Nick did not resent these positive assertions of both the physician and the undertaker. He knew much better than they, however, to what consummate trickery knaves of Margate’s caliber sometimes resort, and he was better informed than either of the ways and means that make it possible.
“I infer, Mr. Fink, that the body was not embalmed, or you would have said so,” Nick replied.
“No, sir, it was not,” Fink allowed.
“At what time did you leave it laid out in your back room?”
“It vas half past von when I vent up to ped.”
“Do you reside over your business establishment?”
“I do, Mr. Carter, mit my family and my assistant, Hans Grost.

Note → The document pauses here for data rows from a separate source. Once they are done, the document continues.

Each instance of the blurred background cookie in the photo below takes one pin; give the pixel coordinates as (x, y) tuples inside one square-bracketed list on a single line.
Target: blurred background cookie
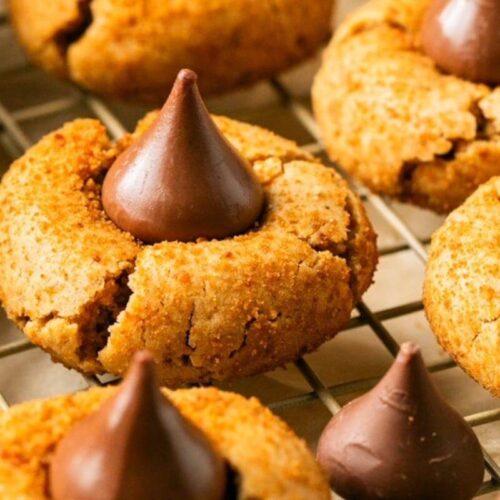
[(396, 119), (133, 50), (148, 443)]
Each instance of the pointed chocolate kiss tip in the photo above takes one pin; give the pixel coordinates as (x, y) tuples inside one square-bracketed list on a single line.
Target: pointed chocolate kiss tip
[(182, 180), (401, 440), (463, 38)]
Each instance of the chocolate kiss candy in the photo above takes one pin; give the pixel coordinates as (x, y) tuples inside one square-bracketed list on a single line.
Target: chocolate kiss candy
[(401, 441), (137, 446), (463, 38), (182, 180)]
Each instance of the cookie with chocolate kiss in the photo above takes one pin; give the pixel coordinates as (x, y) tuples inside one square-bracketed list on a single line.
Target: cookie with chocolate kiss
[(182, 180), (401, 440), (463, 38), (137, 446)]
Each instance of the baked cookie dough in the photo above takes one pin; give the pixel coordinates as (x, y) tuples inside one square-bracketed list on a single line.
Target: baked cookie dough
[(462, 285), (271, 461), (92, 295), (133, 51), (397, 123)]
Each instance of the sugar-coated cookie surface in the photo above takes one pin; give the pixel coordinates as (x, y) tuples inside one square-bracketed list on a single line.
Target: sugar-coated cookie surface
[(133, 50), (462, 285), (392, 119), (207, 310), (271, 461)]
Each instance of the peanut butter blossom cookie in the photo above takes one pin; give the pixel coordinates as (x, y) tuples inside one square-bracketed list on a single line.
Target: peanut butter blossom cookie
[(408, 98), (137, 442), (462, 285), (220, 247), (133, 49)]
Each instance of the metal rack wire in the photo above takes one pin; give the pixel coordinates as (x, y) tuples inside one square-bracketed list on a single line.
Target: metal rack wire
[(15, 140)]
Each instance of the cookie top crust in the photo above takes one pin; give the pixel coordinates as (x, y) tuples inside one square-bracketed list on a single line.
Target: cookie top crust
[(132, 51), (391, 118), (207, 309), (271, 461), (462, 285)]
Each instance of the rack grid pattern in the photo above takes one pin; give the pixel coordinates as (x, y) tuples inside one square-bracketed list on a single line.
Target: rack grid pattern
[(15, 140)]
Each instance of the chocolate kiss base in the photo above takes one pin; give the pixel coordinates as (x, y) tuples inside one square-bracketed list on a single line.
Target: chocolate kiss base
[(182, 180), (401, 440), (463, 38), (138, 446)]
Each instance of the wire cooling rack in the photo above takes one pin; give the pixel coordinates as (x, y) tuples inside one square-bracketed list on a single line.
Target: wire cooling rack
[(283, 107)]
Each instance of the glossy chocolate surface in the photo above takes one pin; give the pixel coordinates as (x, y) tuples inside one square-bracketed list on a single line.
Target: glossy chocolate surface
[(401, 440), (137, 446), (463, 38), (182, 180)]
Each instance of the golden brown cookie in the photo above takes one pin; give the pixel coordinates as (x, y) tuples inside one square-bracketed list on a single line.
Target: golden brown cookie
[(462, 285), (92, 295), (271, 461), (397, 123), (133, 50)]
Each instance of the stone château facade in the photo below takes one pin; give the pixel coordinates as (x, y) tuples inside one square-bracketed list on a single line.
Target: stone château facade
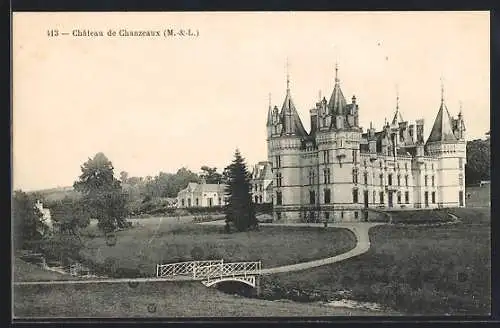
[(336, 170)]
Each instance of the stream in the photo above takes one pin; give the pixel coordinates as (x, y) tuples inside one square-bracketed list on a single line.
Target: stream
[(341, 298)]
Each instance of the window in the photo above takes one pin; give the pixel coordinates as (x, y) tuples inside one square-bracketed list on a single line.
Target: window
[(326, 173), (278, 179), (278, 161), (327, 196), (312, 197)]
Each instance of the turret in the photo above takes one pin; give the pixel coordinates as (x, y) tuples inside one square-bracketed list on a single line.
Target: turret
[(372, 140)]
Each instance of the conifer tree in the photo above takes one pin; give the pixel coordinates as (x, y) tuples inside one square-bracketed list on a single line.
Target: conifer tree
[(240, 210)]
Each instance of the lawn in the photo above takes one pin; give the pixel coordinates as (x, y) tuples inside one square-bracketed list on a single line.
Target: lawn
[(479, 196), (155, 299), (165, 241), (23, 271), (415, 270)]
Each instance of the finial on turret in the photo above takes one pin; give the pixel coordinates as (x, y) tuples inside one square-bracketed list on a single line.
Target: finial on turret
[(442, 91), (397, 97), (337, 72), (287, 75)]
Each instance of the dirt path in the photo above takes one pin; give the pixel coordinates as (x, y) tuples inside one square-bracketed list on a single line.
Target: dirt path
[(359, 229)]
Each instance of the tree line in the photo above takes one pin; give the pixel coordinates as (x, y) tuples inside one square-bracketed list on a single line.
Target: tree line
[(104, 198)]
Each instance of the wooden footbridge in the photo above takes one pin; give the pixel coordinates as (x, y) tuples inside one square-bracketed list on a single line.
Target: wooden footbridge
[(211, 272)]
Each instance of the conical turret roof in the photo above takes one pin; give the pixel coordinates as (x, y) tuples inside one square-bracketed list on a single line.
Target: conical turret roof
[(442, 128), (337, 103), (294, 125), (269, 113)]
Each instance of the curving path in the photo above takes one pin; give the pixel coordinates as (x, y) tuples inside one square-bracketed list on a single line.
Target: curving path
[(359, 229)]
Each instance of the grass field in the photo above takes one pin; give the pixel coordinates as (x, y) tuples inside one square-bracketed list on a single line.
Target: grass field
[(164, 240), (416, 270), (479, 196), (158, 299), (23, 271)]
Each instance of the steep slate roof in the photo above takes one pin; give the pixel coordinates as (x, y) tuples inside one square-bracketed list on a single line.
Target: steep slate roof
[(288, 109), (337, 103), (397, 117), (269, 116), (442, 128)]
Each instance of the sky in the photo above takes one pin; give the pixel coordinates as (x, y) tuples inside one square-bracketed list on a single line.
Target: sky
[(154, 104)]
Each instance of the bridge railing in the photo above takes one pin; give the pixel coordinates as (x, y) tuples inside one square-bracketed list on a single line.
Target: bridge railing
[(229, 270), (183, 268)]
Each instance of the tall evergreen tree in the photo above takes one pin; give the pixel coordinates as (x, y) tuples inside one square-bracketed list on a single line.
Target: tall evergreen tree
[(26, 219), (240, 210)]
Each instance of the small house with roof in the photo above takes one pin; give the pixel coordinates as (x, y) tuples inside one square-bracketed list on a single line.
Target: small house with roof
[(201, 195)]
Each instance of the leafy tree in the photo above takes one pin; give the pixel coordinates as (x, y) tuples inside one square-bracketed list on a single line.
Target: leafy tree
[(240, 210), (123, 176), (27, 220), (211, 175), (103, 198), (70, 214), (478, 161)]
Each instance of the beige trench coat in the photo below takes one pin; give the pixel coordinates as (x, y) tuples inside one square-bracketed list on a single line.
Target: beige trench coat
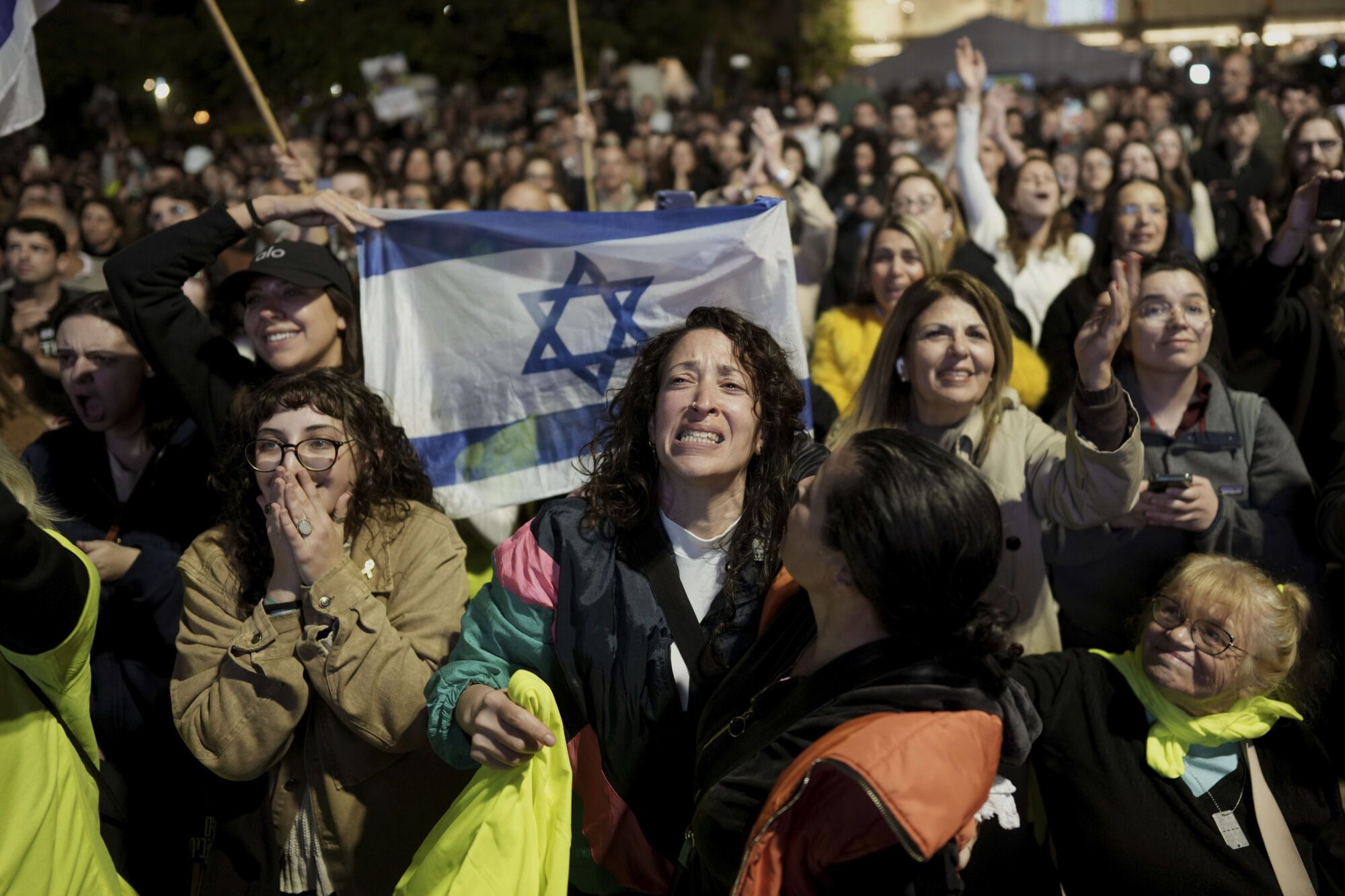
[(330, 698), (1040, 477)]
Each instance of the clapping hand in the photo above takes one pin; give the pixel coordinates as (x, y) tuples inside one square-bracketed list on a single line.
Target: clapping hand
[(1102, 334), (326, 208)]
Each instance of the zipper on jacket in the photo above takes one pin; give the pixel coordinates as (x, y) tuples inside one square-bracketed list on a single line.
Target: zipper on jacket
[(903, 838)]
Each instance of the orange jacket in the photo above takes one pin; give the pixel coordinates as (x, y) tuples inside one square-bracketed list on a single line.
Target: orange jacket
[(911, 779)]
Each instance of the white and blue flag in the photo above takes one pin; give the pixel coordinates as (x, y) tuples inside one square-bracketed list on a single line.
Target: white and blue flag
[(21, 83), (500, 335)]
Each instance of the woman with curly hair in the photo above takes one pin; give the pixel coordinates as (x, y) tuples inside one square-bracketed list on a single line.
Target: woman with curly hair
[(314, 616), (634, 598)]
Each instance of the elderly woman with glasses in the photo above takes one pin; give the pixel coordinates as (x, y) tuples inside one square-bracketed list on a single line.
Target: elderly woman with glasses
[(1183, 763), (1222, 471), (315, 615)]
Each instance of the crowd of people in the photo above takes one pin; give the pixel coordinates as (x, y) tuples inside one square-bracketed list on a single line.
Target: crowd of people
[(1044, 594)]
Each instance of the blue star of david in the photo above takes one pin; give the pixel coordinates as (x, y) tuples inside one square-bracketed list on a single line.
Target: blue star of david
[(594, 368)]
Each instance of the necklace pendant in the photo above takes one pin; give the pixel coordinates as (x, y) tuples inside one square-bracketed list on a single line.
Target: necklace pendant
[(1231, 830)]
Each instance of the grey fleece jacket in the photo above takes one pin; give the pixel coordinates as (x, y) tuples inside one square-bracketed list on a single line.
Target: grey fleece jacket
[(1102, 575)]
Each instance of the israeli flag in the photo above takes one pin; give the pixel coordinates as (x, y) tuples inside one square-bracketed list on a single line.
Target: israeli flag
[(21, 83), (501, 335)]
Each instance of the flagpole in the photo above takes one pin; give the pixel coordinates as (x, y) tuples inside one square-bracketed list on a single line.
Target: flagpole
[(582, 89), (278, 136)]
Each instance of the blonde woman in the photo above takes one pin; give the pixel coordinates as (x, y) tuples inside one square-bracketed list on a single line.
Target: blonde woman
[(1035, 247), (1159, 767), (900, 252), (942, 372)]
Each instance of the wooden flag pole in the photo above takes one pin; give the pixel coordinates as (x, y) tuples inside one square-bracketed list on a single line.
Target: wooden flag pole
[(582, 89), (236, 52)]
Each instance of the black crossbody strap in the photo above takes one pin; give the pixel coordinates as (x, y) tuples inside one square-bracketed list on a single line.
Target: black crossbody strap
[(104, 790), (653, 556)]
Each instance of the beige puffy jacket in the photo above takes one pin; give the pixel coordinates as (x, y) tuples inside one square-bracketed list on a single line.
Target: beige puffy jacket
[(1043, 475), (330, 698)]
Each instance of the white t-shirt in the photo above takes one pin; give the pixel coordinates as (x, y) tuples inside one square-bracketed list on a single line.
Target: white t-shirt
[(701, 564)]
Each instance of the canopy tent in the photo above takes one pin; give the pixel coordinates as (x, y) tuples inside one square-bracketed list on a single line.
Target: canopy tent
[(1011, 49)]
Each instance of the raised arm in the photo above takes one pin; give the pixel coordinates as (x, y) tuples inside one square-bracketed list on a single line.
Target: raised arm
[(987, 220), (239, 692)]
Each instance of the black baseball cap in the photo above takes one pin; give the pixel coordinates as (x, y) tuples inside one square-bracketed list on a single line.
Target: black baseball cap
[(303, 264)]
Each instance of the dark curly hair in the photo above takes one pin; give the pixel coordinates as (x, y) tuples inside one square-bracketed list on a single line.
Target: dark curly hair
[(389, 474), (623, 470), (922, 536)]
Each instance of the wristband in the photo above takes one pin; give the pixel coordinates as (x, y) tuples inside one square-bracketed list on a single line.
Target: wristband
[(252, 212)]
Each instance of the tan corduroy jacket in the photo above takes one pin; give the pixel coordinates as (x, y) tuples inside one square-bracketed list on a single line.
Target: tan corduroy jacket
[(330, 697), (1043, 475)]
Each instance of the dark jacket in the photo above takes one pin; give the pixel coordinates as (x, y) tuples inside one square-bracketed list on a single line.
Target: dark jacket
[(1118, 827), (568, 603), (146, 283), (574, 604), (1101, 575), (902, 731), (1308, 384), (1331, 512), (171, 503)]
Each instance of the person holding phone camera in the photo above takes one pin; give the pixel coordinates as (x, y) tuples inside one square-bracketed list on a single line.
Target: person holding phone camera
[(1249, 493)]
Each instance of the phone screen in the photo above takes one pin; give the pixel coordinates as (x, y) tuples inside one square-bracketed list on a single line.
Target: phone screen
[(1331, 201)]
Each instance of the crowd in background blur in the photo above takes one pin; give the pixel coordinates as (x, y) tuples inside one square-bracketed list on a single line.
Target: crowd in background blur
[(949, 243)]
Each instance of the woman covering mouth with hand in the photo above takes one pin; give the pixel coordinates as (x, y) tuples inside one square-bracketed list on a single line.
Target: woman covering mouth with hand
[(902, 252), (299, 302), (1250, 494), (633, 599), (941, 372)]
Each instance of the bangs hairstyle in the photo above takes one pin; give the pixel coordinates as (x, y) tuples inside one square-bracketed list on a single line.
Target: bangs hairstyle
[(622, 466), (902, 510), (1273, 627), (930, 257), (958, 232), (389, 475), (886, 401), (18, 479), (1286, 181)]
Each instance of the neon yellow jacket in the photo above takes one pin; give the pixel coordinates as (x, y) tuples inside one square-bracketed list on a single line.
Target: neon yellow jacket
[(509, 833)]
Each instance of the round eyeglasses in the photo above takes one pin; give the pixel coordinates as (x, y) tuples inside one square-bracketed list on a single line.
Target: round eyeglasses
[(317, 455), (1210, 638), (1160, 314)]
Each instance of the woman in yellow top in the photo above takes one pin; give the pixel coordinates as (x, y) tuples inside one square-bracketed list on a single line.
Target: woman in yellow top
[(902, 251)]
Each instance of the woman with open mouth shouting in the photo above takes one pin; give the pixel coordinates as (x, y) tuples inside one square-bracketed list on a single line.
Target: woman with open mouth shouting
[(634, 598), (942, 370), (1036, 251), (314, 616)]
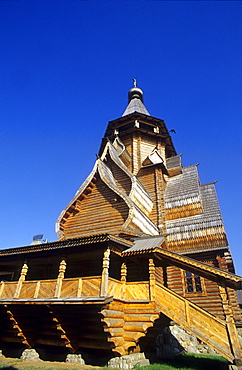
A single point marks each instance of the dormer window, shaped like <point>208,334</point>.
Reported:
<point>193,284</point>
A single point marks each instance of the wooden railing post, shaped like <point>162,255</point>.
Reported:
<point>229,318</point>
<point>152,279</point>
<point>104,281</point>
<point>61,275</point>
<point>123,279</point>
<point>2,288</point>
<point>21,279</point>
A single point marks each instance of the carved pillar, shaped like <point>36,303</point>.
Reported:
<point>165,278</point>
<point>123,279</point>
<point>104,281</point>
<point>231,328</point>
<point>2,285</point>
<point>21,280</point>
<point>152,279</point>
<point>61,275</point>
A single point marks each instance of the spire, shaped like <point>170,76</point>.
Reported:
<point>135,101</point>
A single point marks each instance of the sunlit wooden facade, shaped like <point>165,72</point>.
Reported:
<point>141,243</point>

He came down at half past seven this morning and found der pody vas stolen. He——”
“Who now has the vial, Chief Hadley, from which Margate took the supposed poison?” Nick cut in, turning to the police chief.
“Doctor Nolan has it, I believe.”
“I have,” bowed the physician. “It is in a safe in my office.”
“Does it still contain any of the liquid?”
“A very little, Mr. Carter.”
“Do you know of what it consists? Have you examined it?”
“Not yet. I anticipated no such occasion as this.”
“Hang on to it, doctor,” Nick directed. “A careful chemical analysis may become necessary. Now, Mr. Fink, lead the way to your back room. I’ll see what I make of this extraordinary robbery.”